Dalam kesenian Kuda Lumping, gelang hanya berfungsi sebagai hiasan. Desain gelang yang digunakan bermacam-macam, biasa disebut emas atau klinting.

6. Sesumping

Sesumping adalah properti yang digunakan pada telinga penari. Alat ini memancarkan secercah cahaya, bentuknya mirip dengan yang digunakan dalam pertunjukan seni wayang manusia.

7. Apok

Apok ini adalah penutup utama setelah pakaian dan rompi. Bentuknya yang unik dan istimewa menunjukkan keberanian dan kekuatan penari pria.

8. Rompi

Rompi menjadi lapisan antara baju bagian dalam dan apok, biasanya hanya digunakan oleh penari.

9. Tutup Kepala

Tutup kepala ini digunakan sebagai simbol pelindung kepala saat pasukan bertempur di medan perang.

10. Ikan Pinggang Hias

Sabuk hias memiliki fungsi sebagai pengikat untuk mempertegas semua kostum yang digunakan para penari dipadukan dengan busana yang digunakan.

11. Selendang

Selendang juga memiliki fungsi yang sama dengan ikat pinggang dekoratif, yaitu sebagai pengikat dan sifat tambahan.

12. Kacamata hitam.

Fungsi kacamata bukan untuk bergaya, melainkan agar gerakan mata para penari tidak terlihat oleh penonton. Karena mata penari akan terlihat sangat liar selama pertunjukan.

13. Ikat Kepala.

Ikat kepala memiliki fungsi sebagai properti tambahan yang tidak mutlak diperlukan oleh penari. Dan warna ikat kepala disesuaikan dengan kostum yang digunakan.

14. Cambuk.

Hampir semua penari memiliki sifat pecut atau cemeti.

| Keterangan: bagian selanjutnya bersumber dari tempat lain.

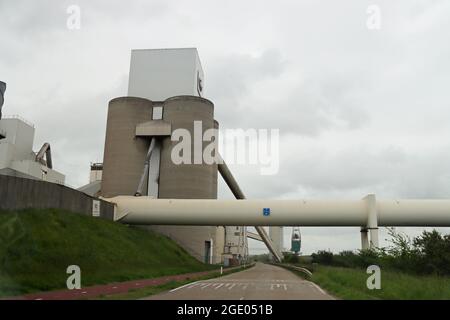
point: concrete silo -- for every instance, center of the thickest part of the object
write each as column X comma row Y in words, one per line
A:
column 190, row 180
column 124, row 153
column 138, row 144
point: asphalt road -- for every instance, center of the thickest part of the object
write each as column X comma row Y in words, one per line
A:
column 262, row 282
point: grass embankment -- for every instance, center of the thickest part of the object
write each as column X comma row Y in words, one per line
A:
column 37, row 246
column 350, row 283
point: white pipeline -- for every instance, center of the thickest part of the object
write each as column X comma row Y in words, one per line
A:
column 366, row 212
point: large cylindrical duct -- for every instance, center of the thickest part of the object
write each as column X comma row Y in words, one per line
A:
column 124, row 154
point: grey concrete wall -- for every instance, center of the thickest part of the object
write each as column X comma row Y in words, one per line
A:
column 19, row 193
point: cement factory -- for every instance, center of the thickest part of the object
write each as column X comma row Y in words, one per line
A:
column 147, row 188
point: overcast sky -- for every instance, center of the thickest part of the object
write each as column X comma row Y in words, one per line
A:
column 359, row 110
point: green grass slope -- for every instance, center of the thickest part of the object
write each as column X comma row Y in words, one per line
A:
column 37, row 246
column 350, row 283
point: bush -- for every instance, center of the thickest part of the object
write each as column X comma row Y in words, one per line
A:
column 428, row 253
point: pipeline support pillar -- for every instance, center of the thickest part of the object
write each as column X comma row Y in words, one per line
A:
column 372, row 221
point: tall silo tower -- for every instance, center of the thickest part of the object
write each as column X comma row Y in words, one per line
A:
column 165, row 89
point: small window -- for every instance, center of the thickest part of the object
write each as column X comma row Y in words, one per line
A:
column 157, row 113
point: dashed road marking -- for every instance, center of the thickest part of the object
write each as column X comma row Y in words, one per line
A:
column 188, row 285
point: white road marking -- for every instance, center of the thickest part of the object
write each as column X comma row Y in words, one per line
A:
column 189, row 285
column 317, row 287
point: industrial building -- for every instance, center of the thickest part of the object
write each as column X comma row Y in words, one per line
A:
column 165, row 93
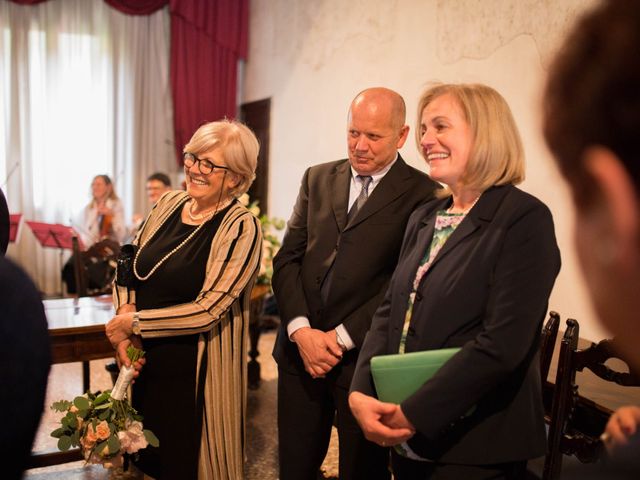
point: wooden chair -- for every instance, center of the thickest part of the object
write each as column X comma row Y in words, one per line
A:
column 548, row 343
column 577, row 422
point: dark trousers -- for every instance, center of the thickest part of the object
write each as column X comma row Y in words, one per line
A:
column 406, row 469
column 306, row 409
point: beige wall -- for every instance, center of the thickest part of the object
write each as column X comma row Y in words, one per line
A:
column 312, row 57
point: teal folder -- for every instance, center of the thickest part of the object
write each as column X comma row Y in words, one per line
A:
column 400, row 375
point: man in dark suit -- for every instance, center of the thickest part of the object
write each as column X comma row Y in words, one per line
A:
column 340, row 249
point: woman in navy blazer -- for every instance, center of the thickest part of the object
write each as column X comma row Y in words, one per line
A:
column 475, row 271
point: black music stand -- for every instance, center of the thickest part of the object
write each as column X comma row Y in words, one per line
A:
column 14, row 227
column 54, row 235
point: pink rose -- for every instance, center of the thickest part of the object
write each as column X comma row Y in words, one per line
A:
column 132, row 439
column 102, row 430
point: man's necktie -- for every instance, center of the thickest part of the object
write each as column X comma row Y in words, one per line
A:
column 357, row 205
column 365, row 180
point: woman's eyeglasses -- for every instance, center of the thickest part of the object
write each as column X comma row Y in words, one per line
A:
column 205, row 166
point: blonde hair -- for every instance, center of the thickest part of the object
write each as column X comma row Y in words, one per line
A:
column 497, row 155
column 107, row 180
column 239, row 146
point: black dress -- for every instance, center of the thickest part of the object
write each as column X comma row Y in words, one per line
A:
column 165, row 392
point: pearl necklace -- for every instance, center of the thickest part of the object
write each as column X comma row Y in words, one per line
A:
column 175, row 249
column 465, row 211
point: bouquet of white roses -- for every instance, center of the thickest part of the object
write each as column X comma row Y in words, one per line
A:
column 104, row 425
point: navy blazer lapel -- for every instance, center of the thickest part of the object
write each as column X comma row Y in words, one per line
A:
column 390, row 187
column 339, row 187
column 480, row 215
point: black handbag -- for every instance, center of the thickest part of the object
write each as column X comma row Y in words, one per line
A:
column 124, row 269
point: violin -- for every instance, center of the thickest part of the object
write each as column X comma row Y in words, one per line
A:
column 105, row 225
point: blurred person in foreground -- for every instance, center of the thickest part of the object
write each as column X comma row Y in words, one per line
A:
column 475, row 271
column 25, row 359
column 591, row 124
column 197, row 259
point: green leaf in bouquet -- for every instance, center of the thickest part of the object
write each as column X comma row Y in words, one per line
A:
column 151, row 438
column 114, row 444
column 75, row 439
column 64, row 443
column 72, row 420
column 100, row 447
column 81, row 403
column 61, row 406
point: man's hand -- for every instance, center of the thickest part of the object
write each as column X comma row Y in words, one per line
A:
column 118, row 328
column 319, row 350
column 123, row 359
column 382, row 423
column 622, row 424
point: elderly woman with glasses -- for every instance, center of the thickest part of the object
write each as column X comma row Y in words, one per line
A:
column 197, row 258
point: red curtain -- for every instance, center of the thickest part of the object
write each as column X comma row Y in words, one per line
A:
column 137, row 7
column 208, row 37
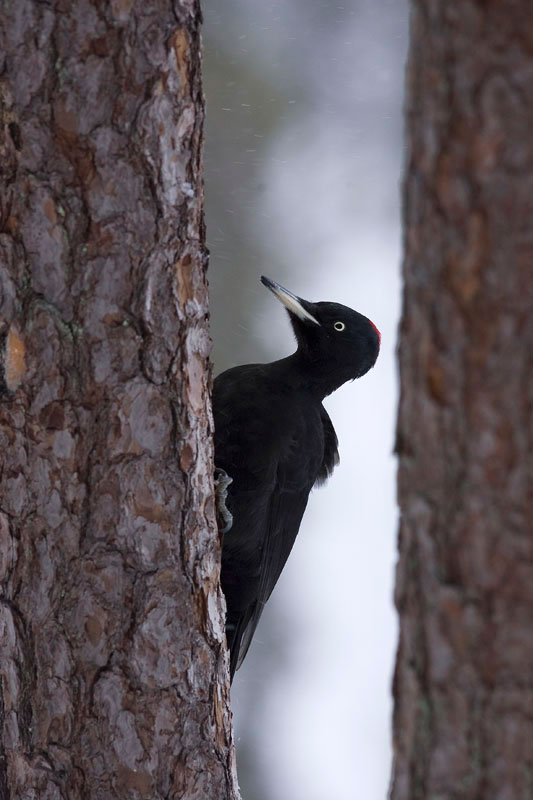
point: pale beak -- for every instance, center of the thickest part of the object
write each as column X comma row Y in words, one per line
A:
column 291, row 302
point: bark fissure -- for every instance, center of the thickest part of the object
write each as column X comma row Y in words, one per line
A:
column 464, row 432
column 112, row 665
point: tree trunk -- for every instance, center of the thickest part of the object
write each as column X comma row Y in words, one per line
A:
column 463, row 725
column 112, row 660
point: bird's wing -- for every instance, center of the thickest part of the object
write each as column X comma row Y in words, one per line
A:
column 286, row 508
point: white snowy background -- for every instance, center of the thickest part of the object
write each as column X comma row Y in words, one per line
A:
column 303, row 163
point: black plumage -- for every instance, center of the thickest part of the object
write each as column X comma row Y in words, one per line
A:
column 274, row 438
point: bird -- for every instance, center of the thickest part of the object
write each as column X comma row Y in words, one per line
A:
column 274, row 441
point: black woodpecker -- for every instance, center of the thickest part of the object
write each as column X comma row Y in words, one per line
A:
column 274, row 441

Ada 1 atau 2 cambuk yang panjangnya 2 meter, spesial dan ketika dilempar ke tanah ada suara yang nyaring dan nyaring.

15. Parang tiruan.

Pentingnya harta ini sebagai simbol perlawanan masyarakat adat terhadap penjajah. Parang imitasi ini terbuat dari kayu dengan kombinasi warna lacquer yang berbeda-beda sehingga terlihat seperti aslinya.